Le decisioni della BoE

L'organizzazione guidata da Mark Carney ha deciso di lasciare i tassi invariati allo 0,75%, così come invariato resta anche il programma di allentamento quantitativo da 435 miliardi di sterline. Decisione unanime suggerita anche dalle sempre più concrete incertezze sulla Brexit: fino a quando non si riuscirà a fare chiarezza, infatti, la BoE non potrà assumere nessun tipo di strategia definitiva.

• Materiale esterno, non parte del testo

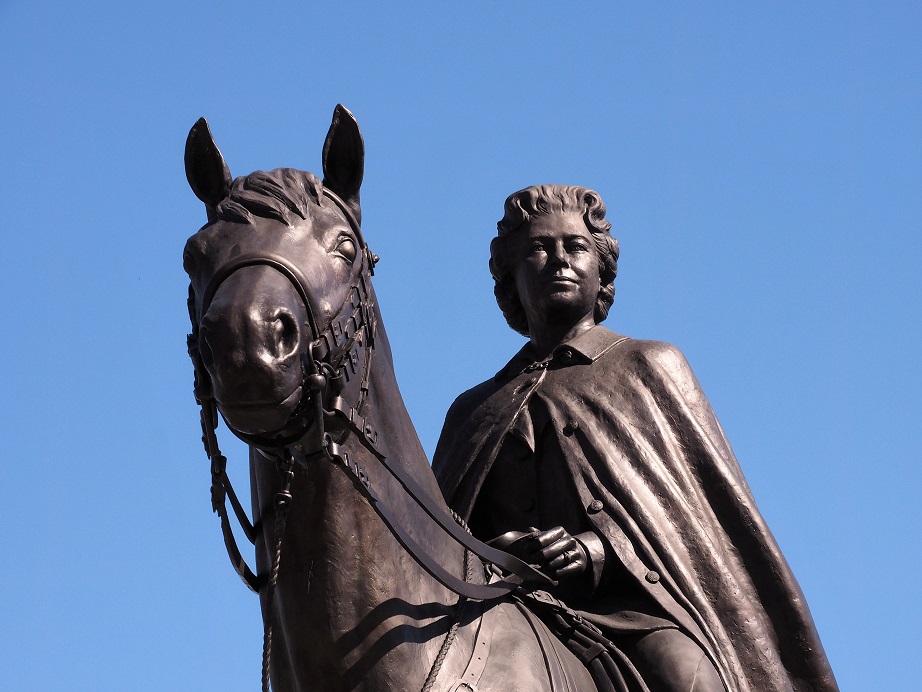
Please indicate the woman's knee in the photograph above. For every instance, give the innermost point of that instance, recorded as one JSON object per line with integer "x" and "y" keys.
{"x": 670, "y": 661}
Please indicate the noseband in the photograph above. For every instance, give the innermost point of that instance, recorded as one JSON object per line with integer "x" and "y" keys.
{"x": 331, "y": 353}
{"x": 329, "y": 361}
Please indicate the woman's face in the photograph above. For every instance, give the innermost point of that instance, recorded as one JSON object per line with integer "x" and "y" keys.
{"x": 556, "y": 268}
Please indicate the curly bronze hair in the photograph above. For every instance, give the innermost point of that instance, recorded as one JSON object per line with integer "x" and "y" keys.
{"x": 541, "y": 200}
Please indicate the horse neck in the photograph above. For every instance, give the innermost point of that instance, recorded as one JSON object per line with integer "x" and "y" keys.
{"x": 346, "y": 583}
{"x": 387, "y": 411}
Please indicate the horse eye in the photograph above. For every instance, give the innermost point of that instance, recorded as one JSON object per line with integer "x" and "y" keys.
{"x": 346, "y": 248}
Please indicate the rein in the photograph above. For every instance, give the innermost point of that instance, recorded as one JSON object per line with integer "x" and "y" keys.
{"x": 330, "y": 361}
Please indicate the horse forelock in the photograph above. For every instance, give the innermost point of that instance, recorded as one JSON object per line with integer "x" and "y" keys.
{"x": 280, "y": 194}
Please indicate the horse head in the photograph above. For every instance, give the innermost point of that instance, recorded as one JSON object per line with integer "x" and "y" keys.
{"x": 279, "y": 286}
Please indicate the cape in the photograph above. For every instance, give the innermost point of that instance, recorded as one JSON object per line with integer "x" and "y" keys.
{"x": 661, "y": 487}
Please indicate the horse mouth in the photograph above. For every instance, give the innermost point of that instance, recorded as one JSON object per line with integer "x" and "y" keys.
{"x": 261, "y": 417}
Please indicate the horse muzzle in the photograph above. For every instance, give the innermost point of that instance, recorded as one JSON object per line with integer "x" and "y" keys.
{"x": 251, "y": 340}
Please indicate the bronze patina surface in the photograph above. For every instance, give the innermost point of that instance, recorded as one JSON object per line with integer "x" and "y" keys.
{"x": 357, "y": 571}
{"x": 598, "y": 458}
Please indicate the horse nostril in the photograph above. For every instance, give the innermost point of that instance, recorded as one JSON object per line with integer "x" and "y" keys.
{"x": 286, "y": 334}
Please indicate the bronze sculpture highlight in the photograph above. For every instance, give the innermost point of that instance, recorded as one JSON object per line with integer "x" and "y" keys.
{"x": 598, "y": 458}
{"x": 359, "y": 563}
{"x": 365, "y": 579}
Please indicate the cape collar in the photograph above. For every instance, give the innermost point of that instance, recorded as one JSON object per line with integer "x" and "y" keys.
{"x": 584, "y": 348}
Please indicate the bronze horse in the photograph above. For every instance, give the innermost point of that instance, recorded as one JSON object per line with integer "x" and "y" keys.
{"x": 358, "y": 569}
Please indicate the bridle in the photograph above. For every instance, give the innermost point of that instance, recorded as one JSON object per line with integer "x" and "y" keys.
{"x": 329, "y": 362}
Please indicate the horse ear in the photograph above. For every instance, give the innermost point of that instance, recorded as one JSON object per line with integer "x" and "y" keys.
{"x": 344, "y": 159}
{"x": 207, "y": 173}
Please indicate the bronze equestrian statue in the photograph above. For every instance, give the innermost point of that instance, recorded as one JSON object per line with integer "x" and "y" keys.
{"x": 366, "y": 579}
{"x": 597, "y": 458}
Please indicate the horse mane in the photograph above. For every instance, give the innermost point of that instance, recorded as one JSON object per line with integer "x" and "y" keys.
{"x": 276, "y": 194}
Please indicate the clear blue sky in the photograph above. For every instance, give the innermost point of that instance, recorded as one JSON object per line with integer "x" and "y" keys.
{"x": 762, "y": 165}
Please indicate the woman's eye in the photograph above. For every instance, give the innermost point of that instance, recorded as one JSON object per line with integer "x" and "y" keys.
{"x": 346, "y": 248}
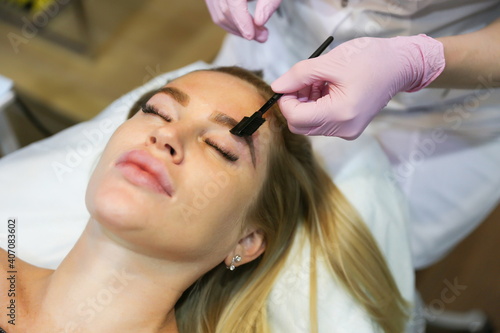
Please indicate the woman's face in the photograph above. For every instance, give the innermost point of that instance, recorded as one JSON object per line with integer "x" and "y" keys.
{"x": 172, "y": 181}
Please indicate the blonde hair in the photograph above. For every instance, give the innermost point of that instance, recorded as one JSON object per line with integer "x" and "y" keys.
{"x": 297, "y": 192}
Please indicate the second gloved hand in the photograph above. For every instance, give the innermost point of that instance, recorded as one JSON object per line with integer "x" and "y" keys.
{"x": 339, "y": 93}
{"x": 234, "y": 17}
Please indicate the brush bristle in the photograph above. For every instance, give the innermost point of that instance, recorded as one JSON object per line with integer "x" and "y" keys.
{"x": 248, "y": 125}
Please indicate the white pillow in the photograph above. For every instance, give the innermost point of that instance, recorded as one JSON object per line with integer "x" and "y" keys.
{"x": 43, "y": 188}
{"x": 43, "y": 185}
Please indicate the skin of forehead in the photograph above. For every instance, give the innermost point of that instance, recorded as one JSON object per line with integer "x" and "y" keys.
{"x": 190, "y": 80}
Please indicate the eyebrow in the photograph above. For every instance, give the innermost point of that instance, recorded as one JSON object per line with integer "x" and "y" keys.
{"x": 178, "y": 95}
{"x": 229, "y": 122}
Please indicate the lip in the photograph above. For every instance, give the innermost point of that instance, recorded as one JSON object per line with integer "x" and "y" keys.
{"x": 141, "y": 168}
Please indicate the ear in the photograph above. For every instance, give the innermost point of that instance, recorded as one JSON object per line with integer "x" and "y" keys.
{"x": 249, "y": 247}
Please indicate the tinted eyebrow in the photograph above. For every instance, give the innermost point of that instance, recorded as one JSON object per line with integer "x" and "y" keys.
{"x": 229, "y": 122}
{"x": 178, "y": 95}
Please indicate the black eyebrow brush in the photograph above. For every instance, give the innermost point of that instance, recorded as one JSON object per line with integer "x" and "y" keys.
{"x": 248, "y": 125}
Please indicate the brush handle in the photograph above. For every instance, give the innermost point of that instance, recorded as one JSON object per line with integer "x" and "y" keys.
{"x": 275, "y": 97}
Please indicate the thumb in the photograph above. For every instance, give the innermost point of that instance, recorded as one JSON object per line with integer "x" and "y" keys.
{"x": 264, "y": 9}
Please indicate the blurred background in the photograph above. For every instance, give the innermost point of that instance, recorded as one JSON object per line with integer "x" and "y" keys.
{"x": 69, "y": 59}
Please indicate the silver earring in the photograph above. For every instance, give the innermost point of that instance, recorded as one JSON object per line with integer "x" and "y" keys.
{"x": 236, "y": 259}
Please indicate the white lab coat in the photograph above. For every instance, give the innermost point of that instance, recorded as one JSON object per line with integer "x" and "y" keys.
{"x": 443, "y": 143}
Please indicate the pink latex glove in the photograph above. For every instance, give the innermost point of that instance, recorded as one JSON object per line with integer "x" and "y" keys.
{"x": 234, "y": 17}
{"x": 339, "y": 93}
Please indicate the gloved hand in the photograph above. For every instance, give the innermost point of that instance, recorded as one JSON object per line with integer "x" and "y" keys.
{"x": 233, "y": 16}
{"x": 339, "y": 93}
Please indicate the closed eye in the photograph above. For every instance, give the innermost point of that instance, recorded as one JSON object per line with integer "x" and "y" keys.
{"x": 148, "y": 108}
{"x": 226, "y": 154}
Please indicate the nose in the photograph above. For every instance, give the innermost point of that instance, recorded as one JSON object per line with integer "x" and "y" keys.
{"x": 167, "y": 139}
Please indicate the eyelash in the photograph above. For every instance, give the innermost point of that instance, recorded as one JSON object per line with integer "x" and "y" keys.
{"x": 147, "y": 108}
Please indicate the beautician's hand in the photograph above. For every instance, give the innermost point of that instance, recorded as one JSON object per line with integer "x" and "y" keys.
{"x": 339, "y": 93}
{"x": 233, "y": 16}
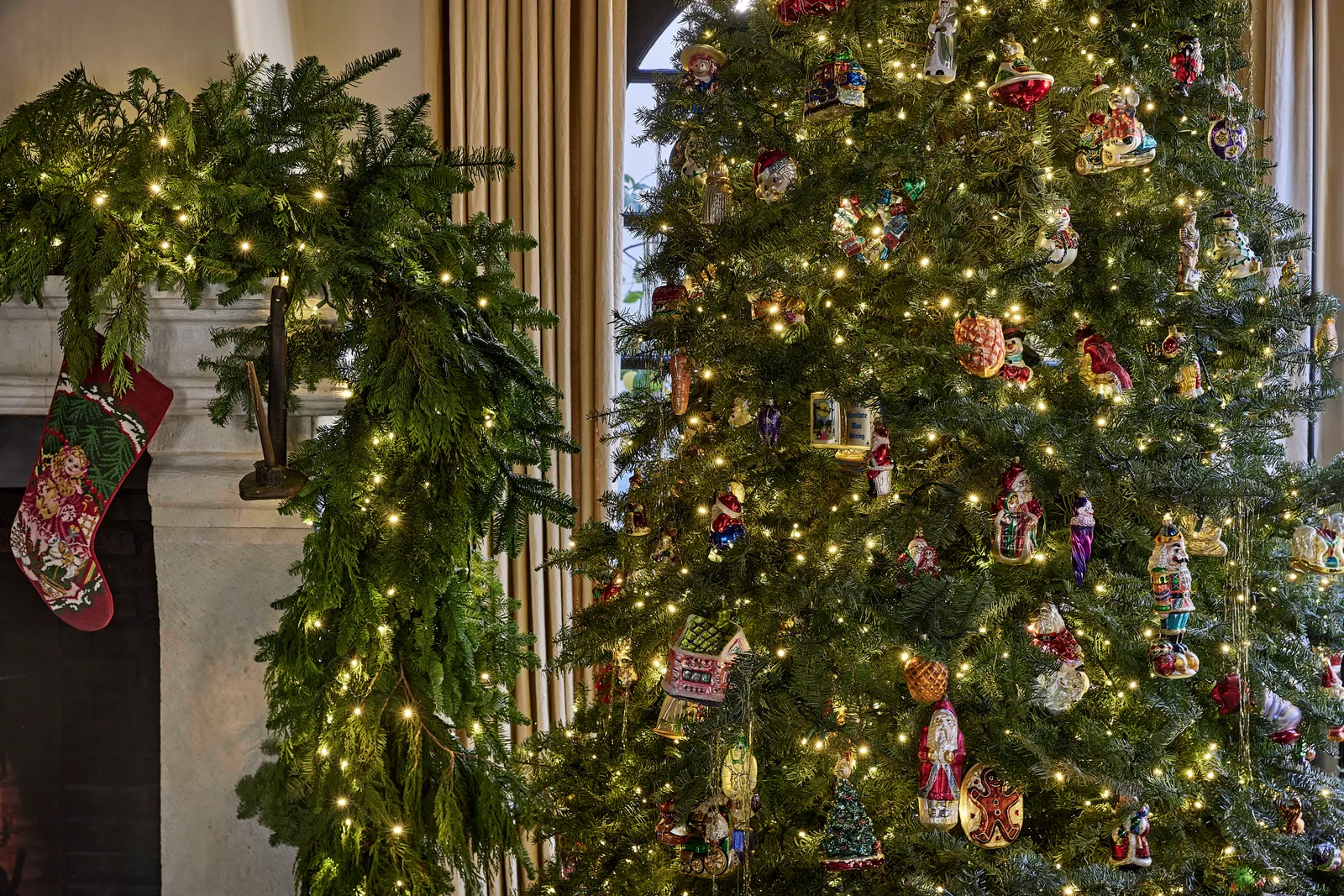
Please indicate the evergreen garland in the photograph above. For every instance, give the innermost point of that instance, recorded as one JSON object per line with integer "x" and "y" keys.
{"x": 389, "y": 674}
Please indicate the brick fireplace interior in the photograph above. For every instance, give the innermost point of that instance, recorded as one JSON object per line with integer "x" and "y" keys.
{"x": 80, "y": 711}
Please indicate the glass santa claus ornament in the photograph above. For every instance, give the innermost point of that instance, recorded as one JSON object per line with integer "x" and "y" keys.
{"x": 1018, "y": 83}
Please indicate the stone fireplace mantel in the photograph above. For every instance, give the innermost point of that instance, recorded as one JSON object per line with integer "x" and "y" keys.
{"x": 219, "y": 562}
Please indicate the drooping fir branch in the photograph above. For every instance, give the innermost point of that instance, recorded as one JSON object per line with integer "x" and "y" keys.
{"x": 387, "y": 678}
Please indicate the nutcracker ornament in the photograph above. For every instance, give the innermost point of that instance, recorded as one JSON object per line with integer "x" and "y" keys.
{"x": 1018, "y": 83}
{"x": 1233, "y": 248}
{"x": 1126, "y": 144}
{"x": 1283, "y": 715}
{"x": 1015, "y": 367}
{"x": 718, "y": 194}
{"x": 1226, "y": 137}
{"x": 770, "y": 423}
{"x": 837, "y": 89}
{"x": 636, "y": 516}
{"x": 942, "y": 754}
{"x": 1057, "y": 244}
{"x": 991, "y": 808}
{"x": 702, "y": 63}
{"x": 790, "y": 11}
{"x": 1129, "y": 841}
{"x": 1187, "y": 62}
{"x": 1099, "y": 365}
{"x": 920, "y": 558}
{"x": 1189, "y": 278}
{"x": 1173, "y": 602}
{"x": 685, "y": 160}
{"x": 1018, "y": 516}
{"x": 1316, "y": 546}
{"x": 848, "y": 842}
{"x": 1082, "y": 527}
{"x": 727, "y": 530}
{"x": 927, "y": 679}
{"x": 879, "y": 464}
{"x": 1189, "y": 376}
{"x": 774, "y": 172}
{"x": 679, "y": 367}
{"x": 980, "y": 343}
{"x": 942, "y": 43}
{"x": 1332, "y": 685}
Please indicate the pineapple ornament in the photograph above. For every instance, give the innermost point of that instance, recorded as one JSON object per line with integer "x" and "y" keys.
{"x": 848, "y": 842}
{"x": 980, "y": 340}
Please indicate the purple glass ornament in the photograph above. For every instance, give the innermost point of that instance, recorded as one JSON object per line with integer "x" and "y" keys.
{"x": 770, "y": 423}
{"x": 1081, "y": 530}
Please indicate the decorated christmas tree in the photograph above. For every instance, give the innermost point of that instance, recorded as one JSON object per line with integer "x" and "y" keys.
{"x": 978, "y": 439}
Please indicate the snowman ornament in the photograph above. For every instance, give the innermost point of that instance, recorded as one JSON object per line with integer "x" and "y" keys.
{"x": 1058, "y": 241}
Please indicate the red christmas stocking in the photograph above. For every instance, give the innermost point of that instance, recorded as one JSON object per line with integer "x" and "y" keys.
{"x": 89, "y": 445}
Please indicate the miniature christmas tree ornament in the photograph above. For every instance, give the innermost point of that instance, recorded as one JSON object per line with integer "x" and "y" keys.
{"x": 848, "y": 842}
{"x": 727, "y": 530}
{"x": 879, "y": 464}
{"x": 1316, "y": 546}
{"x": 1226, "y": 137}
{"x": 718, "y": 194}
{"x": 1173, "y": 602}
{"x": 1082, "y": 527}
{"x": 1233, "y": 248}
{"x": 1018, "y": 83}
{"x": 1126, "y": 144}
{"x": 837, "y": 89}
{"x": 1187, "y": 281}
{"x": 1057, "y": 244}
{"x": 1018, "y": 516}
{"x": 1129, "y": 841}
{"x": 991, "y": 808}
{"x": 1099, "y": 364}
{"x": 942, "y": 43}
{"x": 980, "y": 342}
{"x": 942, "y": 752}
{"x": 774, "y": 172}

Infatti è proprio la nube che gravita sull'intero processo di addio di Londra all'Unione la scure che pende sull'economia britannica.

Il testo in Parlamento

Non solo, ma anche i futuri rapporti con l'Unione dopo il distacco restano ancora un punto interrogativo. Qualora, però, si dovesse rischiarare il quadro sarà possibile, secondo la BoE, procedere con un graduale rialzo dei tassi di interesse. Difficile, stando alla maggior parte degli economisti, che si arrivi ad un secondo referendum, opzione invisa anche alla Premier Theresa May. A questo si aggiunga il fatto che il testo che regola l'uscita deve ancora ottenere l'ok di Westmister. Un'approvazione che difficilmente, però, arriverà vista l'opposizione della maggior parte dei parlamentari. Il che fa presumere che ci possa essere effettivamente una hard brexit. In tutto questo si è arrivati a meno di 100 giorni dalla data definitiva di addio, stabilita per il 29 marzo 2019. Anche per questo motivo la Commissione europea ha presentato 14 provvedimenti di tutela su tre settori: finanziario, trasporti e diritti dei cittadini.